Programming Assignment 2: Web Search

For this assignment, you will write an application that searches the web for pages that contain a keyword. Your solution will be completely in one Java file, WebSearch.java. It will use command line arguments to get the initial web page to start the search from, as a URL, the word to search for, and the maximum number of pages to search. An ArrayList of WebPage objects will be maintained in sorted order, in descending order keyword counts. You will have to implement a bubble-sort algorithm on the ArrayList.

Method

You must use the WebPage and JSoup code described below. The main idea for your solution is to maintain and ArrayList of WebPage objects sorted in descending order of the number of keywords found in each page. At every iteration of the search, start from the front of this list and find the first page whose links have not been extracted. Extract them, get the documents, count the keywords in each, add them to the ArrayList of links, and resort it. Continue until links have been extracted from as many pages as specified as the maximum number of pages to search.

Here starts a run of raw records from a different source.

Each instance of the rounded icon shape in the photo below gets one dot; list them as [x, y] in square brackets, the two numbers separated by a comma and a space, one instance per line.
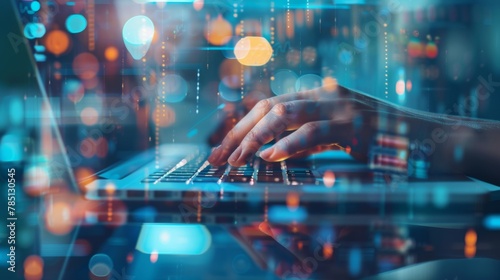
[137, 35]
[307, 82]
[100, 265]
[253, 51]
[431, 50]
[284, 82]
[111, 53]
[229, 94]
[35, 6]
[76, 23]
[218, 31]
[57, 42]
[34, 30]
[172, 88]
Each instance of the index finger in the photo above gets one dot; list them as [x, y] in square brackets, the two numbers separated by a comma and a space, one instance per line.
[232, 140]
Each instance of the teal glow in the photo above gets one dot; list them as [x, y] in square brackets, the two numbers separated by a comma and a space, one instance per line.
[11, 148]
[174, 239]
[137, 35]
[76, 23]
[492, 222]
[355, 261]
[35, 6]
[100, 265]
[284, 214]
[34, 30]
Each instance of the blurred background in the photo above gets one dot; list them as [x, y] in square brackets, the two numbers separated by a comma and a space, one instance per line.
[118, 77]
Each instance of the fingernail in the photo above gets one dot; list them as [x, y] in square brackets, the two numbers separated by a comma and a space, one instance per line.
[235, 156]
[266, 153]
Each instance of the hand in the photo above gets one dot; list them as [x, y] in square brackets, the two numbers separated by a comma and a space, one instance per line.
[319, 119]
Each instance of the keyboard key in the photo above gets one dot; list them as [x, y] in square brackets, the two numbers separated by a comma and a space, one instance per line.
[206, 179]
[173, 180]
[148, 180]
[267, 179]
[238, 179]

In a more step-by-step algorithm, implement the following.

  Webpage page = new WebPage(initialURL);
  Get the initial document, using page.getDocument().
  If this returns false, print out the error message shown in next section and exit.
  Count the number of keywords in page, using page.countKeyword(keyword).
  Create a new ArrayList, called Links, to hold WebPage objects.
  Add page to Links.

  While new pages have been added to Links and the maximum number of pages has not been reached:
    Step through Links, using index i:
      Get the ith page from Links.
      If it hasn't been searched yet,
        Extract the links from this page.
        For each of these new links,
          If the new link not already in Links,
            If getDocument succeeds on this link,
              Count the keywords and add it to Links
        Sort Links using a bubble-sort algorithm that you implement.
        Break out of "Step through Links, using index i".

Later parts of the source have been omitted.